Tax Law

Henricus v. Comm’r.: a Trader v. Investor Déjà vu

It seems like as of late the Tax Court is set on slamming every person that comes through its doors claiming a trader status.  It feels like it was yesterday when I talked about the Richard Kay case on this blog. There I alluded that a taxpayer who seemed to fall within the category of what most people in the trading community would call a swing trader ended up being treated as an investor.  On top of that the taxpayer was hammered with a Section 6662 penalty. Well, roll forward a few months and we have the same story all over again. The Tax Court just decided the following case Henricus C. van der Lee et ux. v. Comm'r., T.C. Memo. 2011-234 (September 29, 2011).  In Henricus we have a former Merrill Lynch trader who at some point branched out on his own. He left Merrill and started trading stocks, options and futures from his home. Throughout the year at issue the taxpayer executed a total of 189 trades.

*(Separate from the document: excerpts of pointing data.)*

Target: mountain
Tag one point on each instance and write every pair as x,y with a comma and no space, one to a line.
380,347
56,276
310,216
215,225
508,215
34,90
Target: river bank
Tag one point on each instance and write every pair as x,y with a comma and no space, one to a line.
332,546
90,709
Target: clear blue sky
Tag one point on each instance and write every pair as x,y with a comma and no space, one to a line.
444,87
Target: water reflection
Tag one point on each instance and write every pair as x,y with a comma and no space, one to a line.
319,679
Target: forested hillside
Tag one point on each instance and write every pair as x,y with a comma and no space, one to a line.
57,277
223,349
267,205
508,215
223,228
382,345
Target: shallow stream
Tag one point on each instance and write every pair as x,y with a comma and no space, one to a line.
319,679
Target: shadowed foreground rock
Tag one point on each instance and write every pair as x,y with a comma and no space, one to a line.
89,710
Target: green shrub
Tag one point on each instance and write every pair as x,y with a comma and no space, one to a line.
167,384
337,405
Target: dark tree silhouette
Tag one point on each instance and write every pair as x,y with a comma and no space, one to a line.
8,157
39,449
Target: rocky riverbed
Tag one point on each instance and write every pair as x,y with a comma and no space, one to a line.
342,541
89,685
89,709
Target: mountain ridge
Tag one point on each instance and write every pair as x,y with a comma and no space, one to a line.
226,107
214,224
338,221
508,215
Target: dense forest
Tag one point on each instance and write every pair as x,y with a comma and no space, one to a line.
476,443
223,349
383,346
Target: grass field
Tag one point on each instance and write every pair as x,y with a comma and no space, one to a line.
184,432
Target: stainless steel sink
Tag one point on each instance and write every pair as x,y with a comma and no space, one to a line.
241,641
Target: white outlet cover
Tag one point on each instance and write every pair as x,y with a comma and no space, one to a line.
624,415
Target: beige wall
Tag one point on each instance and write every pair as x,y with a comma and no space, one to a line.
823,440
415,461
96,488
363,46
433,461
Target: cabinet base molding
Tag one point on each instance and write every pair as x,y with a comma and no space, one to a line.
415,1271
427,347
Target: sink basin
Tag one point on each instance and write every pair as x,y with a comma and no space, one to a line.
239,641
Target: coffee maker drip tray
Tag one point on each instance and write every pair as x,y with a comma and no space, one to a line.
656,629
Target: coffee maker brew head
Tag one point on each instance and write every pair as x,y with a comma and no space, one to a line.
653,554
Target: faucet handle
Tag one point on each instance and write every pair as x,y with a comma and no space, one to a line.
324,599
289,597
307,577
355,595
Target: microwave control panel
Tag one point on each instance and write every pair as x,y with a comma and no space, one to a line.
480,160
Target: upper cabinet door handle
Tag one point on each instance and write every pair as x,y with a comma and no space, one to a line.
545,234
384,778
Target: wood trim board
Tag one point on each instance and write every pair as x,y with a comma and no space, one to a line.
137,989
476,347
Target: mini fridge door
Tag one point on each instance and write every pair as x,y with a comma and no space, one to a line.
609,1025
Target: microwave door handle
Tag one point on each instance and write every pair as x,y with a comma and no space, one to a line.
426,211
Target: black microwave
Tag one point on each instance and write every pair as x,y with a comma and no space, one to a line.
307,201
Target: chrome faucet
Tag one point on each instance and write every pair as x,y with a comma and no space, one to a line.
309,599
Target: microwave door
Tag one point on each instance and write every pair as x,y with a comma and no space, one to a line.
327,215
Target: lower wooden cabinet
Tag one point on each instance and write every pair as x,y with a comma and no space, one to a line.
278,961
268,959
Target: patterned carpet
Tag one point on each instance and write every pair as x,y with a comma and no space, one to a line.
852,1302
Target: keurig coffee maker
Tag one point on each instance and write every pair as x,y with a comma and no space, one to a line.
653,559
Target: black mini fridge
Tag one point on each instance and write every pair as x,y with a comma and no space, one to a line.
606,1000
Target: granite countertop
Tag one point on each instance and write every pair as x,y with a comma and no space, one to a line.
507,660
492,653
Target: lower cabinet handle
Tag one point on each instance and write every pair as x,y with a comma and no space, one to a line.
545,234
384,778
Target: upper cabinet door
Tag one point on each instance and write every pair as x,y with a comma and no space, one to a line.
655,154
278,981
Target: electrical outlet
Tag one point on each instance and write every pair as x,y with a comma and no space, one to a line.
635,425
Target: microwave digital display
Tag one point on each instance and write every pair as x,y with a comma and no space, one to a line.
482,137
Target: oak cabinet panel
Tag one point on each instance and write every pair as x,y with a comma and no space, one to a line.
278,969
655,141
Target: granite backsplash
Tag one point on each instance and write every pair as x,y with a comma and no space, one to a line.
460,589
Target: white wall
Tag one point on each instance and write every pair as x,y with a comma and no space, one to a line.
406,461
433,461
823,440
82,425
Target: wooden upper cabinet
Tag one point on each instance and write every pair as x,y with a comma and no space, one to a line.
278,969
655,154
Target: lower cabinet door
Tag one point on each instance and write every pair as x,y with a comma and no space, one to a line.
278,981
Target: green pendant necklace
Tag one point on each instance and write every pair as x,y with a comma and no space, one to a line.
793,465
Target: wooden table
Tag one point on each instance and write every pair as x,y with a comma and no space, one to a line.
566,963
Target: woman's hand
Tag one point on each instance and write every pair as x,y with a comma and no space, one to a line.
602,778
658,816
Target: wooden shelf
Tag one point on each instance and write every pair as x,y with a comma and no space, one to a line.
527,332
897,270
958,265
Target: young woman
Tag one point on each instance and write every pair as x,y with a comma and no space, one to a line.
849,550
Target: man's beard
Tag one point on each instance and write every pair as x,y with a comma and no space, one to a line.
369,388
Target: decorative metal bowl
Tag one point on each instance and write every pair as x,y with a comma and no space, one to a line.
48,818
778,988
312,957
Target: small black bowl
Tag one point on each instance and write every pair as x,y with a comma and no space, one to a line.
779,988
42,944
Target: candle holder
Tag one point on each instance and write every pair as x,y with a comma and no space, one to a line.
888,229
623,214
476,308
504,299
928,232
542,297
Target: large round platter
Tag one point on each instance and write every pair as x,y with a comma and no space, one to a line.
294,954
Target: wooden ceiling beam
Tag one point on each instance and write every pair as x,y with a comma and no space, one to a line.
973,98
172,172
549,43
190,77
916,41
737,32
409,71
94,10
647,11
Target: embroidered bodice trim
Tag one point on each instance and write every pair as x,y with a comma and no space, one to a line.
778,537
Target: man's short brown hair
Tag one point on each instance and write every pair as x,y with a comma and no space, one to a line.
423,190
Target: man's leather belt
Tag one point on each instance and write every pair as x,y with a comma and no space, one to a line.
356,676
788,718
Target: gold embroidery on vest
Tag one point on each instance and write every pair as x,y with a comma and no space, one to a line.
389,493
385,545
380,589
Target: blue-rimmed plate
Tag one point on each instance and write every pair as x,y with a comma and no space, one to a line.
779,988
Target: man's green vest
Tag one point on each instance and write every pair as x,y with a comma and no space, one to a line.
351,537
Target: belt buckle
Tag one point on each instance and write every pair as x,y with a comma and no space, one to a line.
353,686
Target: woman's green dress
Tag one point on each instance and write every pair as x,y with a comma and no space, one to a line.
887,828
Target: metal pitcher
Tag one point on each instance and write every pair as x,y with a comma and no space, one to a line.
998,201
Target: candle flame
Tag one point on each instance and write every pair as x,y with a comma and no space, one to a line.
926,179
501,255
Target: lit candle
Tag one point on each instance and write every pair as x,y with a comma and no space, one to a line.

As in Richard Kay the Tax Court applied the 3 prong trader v. investor facts and circumstances test, namely, it weighed the: (1) the taxpayer's intent, (2) the nature of the income to be derived from the activity, and (3) the frequency, extent, and regularity of the taxpayer's securities transactions. As with Richard Kay, the Tax Court thought that the holding period and the frequency of the trading did not rise to trader status. In this case the Court took an issue with the fact that Henricus never sold stock on the day of its acquisition and that his trading activity was, in the court's view, sporadic. As a result, just as in Richard Kay, the taxpayer was slapped with a penalty.